Reborn….

“Feeling Depleted? A Guide to Faculty Renewal” is the title of a recent Chronicle of Higher Education article devoted to re-energizing dispirited college professors (January 7th online). 

The authors do an excellent job when it comes to identifying the four ingredients that are needed for the renewal process, but outdated norms of civility prevent them from fully exploring that process.  It’s time to get real, folks.  The following suggestions for mixing these ingredients are better suited to our Trumpian era.  
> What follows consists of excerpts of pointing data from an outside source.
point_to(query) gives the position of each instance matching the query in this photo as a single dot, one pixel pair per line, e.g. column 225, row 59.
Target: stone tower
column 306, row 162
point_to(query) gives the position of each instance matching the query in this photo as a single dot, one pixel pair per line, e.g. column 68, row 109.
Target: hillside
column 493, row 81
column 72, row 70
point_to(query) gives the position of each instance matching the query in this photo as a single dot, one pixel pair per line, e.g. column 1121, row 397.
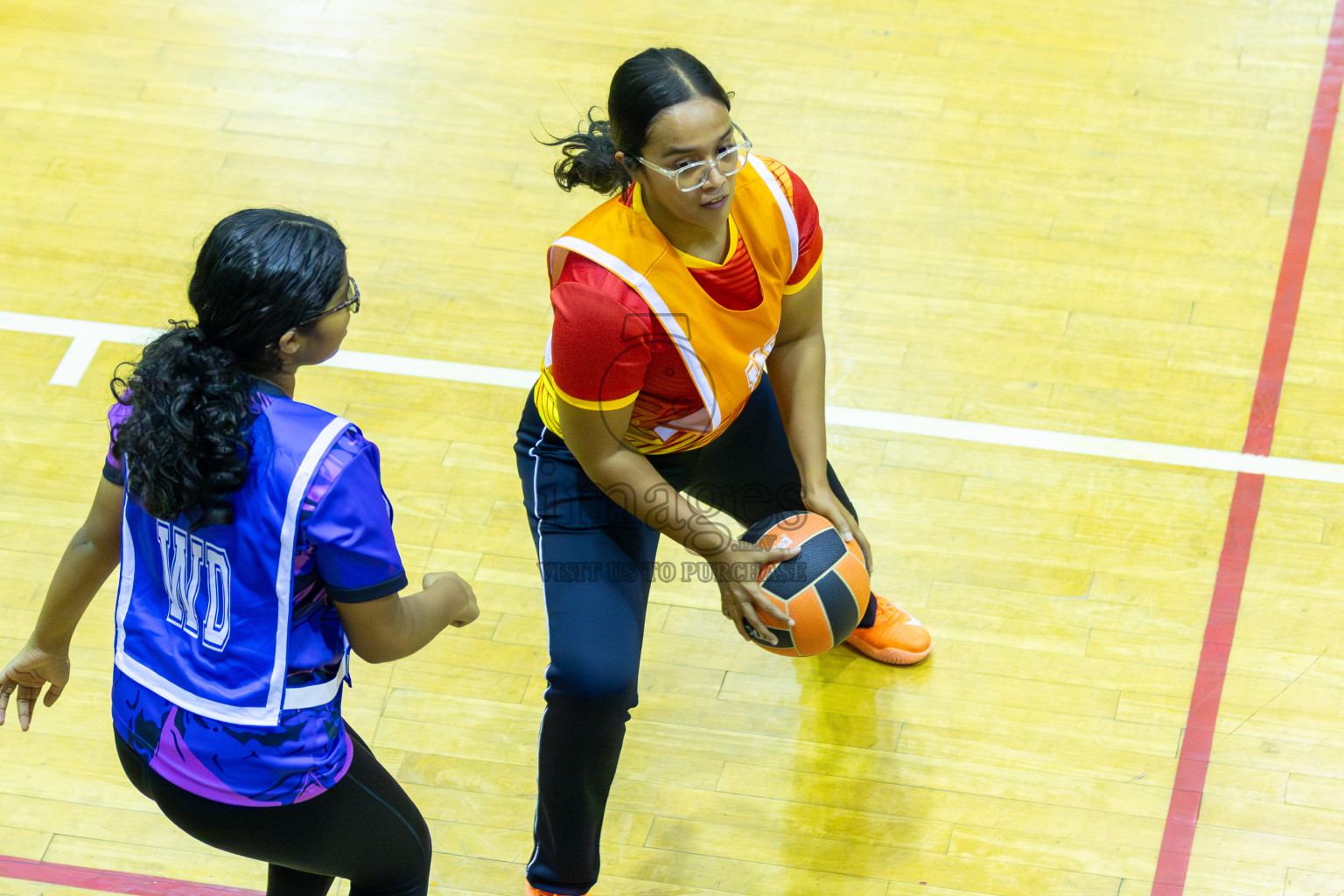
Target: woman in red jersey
column 686, row 359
TIME AWAY:  Using sabbaticals, spring breaks, and summer vacations to “get away” is for wusses.  Be aggressive.  Inform your department chair at the beginning of February that you won’t be meeting any of your classes for the entire month.  If the chair balks, simply say, “I know where you live and, by the way, how is 5-year-old Timmy doing?  Such a beautiful child!”  Flash a deranged smile when delivering that last sentence. 
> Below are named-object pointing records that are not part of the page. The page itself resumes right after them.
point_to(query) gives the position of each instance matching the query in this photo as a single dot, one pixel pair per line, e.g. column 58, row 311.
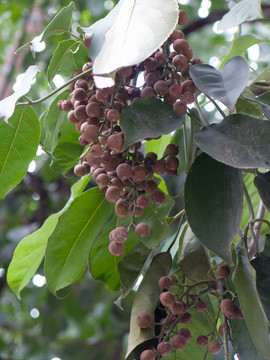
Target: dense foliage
column 170, row 211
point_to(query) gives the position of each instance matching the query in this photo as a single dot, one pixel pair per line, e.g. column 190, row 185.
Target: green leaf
column 262, row 183
column 137, row 31
column 148, row 118
column 18, row 147
column 194, row 259
column 30, row 251
column 225, row 85
column 213, row 204
column 58, row 25
column 154, row 216
column 262, row 266
column 146, row 299
column 244, row 281
column 239, row 140
column 246, row 10
column 53, row 121
column 69, row 56
column 7, row 105
column 68, row 149
column 264, row 101
column 70, row 242
column 246, row 104
column 240, row 45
REFLECTION AND GOAL SETTING:  Your promotion to Associate Professor was denied last year, with the letter from the Tenure and Promotion Committee noting that you have yet to write a single chapter of the book you claimed to have been working on for the past five years:  “Stirring the Hive: The Revolt of Indigenous Beekeepers in 17th-Century Scotland.”  

Contemplating this insult is the kindling for the fury that rages within you.  It is now time to transform that fury into a measurable objective:  going to the home of every member of the T & P Committee and keying their car.  

COMMUNITY:  Assemble your attack team: that eccentric Math professor who insists on calling people “earthlings” rather than using their names; the Business School lecturer who responds to every colleague’s utterance with a facial expression that suggests the suffering associated with a severely impacted colon; and the alienated server in the faculty dining room who has been disciplined more than once for spitting into the tureen of minestrone. 

CLEAR NEXT STEPS:  In the faculty parking lot, identify the cars you intend to key on Revenge Night.  Double-check their license plates to ensure that no innocents are targeted.  Organize a practice session for the team at an auto junkyard.  Buy camouflage outfits, including ICE-type head coverings, for all members of the team.  Choose a time for the attack, preferably a moonless night between 1 and 3 am. 

Treat the team to pizza and beer on the evening of the mission. 

Execute the mission.

Return to your classes the following month, knowing that there is no challenge in academia you can’t handle. 

And continue to avoid the minestrone.